Vancouver Data Blog by Neil McGuigan: Text Analytics with RapidMiner Part 1 of 6

Monday, November 8, 2010

Text Analytics with RapidMiner Part 1 of 6 - Loading Text

I'll be releasing a new video on text mining with RapidMiner every day this week.

They're all about 10 minutes long, and go into a fair amount of detail, and should be easy to understand. Your feedback is appreciated!

Here is the first one. It's about loading text into RapidMiner in a variety of ways. From copy and paste, to HTML files, to database reads.

*NOTE: You may need to use the Nominal To Text operator to turn your text field into a field that RapidMiner understands as "text". It's under Data Transformation, Type Conversion.

Later this week:

Tuesday: Processing Text in RapidMiner - tokenizing, stripping HTML, stemming, stopwords, n-grams, and word frequency tables.

Wednesday: Association rules with text in RapidMiner - making word vectors, finding frequent item-sets and high-confidence association rules in text documents.

Thursday: Finding similar documents: how to automatically calculate the similarity between documents. TF-IDF, cosine similarity and K-Means clustering are covered.
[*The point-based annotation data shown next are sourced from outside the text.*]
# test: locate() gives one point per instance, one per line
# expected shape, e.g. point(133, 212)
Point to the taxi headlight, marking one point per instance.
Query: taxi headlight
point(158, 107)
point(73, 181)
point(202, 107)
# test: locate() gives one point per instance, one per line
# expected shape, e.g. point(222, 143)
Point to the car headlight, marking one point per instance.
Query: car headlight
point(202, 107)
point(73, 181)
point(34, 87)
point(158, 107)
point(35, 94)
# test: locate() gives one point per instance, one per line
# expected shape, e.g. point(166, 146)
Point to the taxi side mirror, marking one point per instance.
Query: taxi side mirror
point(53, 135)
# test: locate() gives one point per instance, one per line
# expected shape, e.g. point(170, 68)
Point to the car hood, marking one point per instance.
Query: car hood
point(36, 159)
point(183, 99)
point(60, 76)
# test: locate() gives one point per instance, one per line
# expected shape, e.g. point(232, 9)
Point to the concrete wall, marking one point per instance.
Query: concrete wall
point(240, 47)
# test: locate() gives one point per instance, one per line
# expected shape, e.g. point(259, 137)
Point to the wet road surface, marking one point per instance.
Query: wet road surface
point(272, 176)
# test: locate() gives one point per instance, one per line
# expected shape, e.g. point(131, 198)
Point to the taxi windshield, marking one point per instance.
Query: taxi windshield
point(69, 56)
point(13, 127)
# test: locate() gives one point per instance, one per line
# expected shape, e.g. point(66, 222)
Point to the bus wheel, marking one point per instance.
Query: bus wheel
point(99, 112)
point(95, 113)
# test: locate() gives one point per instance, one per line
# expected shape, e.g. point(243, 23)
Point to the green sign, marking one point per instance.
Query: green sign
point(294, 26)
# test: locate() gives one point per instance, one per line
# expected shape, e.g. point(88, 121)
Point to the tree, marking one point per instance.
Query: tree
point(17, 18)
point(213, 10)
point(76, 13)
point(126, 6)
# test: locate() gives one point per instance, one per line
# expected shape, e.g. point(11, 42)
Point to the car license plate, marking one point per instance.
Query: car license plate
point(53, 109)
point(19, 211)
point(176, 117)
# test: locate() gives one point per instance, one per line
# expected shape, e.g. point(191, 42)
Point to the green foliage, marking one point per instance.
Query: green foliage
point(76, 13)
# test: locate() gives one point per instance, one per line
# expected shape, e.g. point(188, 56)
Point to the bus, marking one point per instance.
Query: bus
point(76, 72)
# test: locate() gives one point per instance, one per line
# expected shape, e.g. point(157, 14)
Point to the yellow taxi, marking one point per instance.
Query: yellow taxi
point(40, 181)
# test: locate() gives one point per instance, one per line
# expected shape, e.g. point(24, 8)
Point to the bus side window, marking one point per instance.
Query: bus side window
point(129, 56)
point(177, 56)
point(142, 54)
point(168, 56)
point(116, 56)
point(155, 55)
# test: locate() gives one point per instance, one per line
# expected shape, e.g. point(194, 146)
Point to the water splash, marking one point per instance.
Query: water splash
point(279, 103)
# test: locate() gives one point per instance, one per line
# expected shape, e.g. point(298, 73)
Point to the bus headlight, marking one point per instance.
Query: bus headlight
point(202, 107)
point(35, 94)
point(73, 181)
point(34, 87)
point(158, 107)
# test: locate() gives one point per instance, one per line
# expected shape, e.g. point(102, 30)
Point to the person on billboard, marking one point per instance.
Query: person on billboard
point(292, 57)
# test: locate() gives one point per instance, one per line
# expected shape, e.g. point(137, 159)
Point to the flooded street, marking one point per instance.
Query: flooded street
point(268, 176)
Friday: Automatic classification: How to classify documents into classes (like positive/negative reviews, or spam/not spam or sports/finance/leisure news), and which words are important.

NEW: Applying A Model To New Documents

Hope you enjoy them.

See my other data mining videos here

56 comments:

ReneNovember 9, 2010 at 3:24 AM
thank you very much for the tutorial!
ReplyDelete
Replies
UnknownNovember 9, 2010 at 10:57 AM
Good start to this set of series Neil!
ReplyDelete
Replies
AnonymousNovember 9, 2010 at 2:14 PM
WOW!!!
I've been working with Rapid Miner for two mounths already to make a positive/negative classification... It's been so hard as there was no help in text mining :(
And you just posted a full scenario!!!
Can't wait till friday!
Thanks a lot!
ReplyDelete
Replies
Neil McGuiganNovember 9, 2010 at 2:43 PM
@Anonymous. No worries. I couldn't find a lot of in depth text mining videos either, which is why I decided to make 'em. Good luck with your project. Let us know more about it when you're done!
ReplyDelete
Replies
AnonymousNovember 18, 2010 at 9:41 AM
we need link where dataset found
ReplyDelete
Replies
Neil McGuiganNovember 18, 2010 at 10:27 AM
Here is the sample data.

It's in zipped xls format

Neil
ReplyDelete
Replies
VaniDecember 1, 2010 at 8:47 AM
Great Video!
Can you tell me the process of exporting my rapidminer result into an excel file? I have more than 500,000 records in my result.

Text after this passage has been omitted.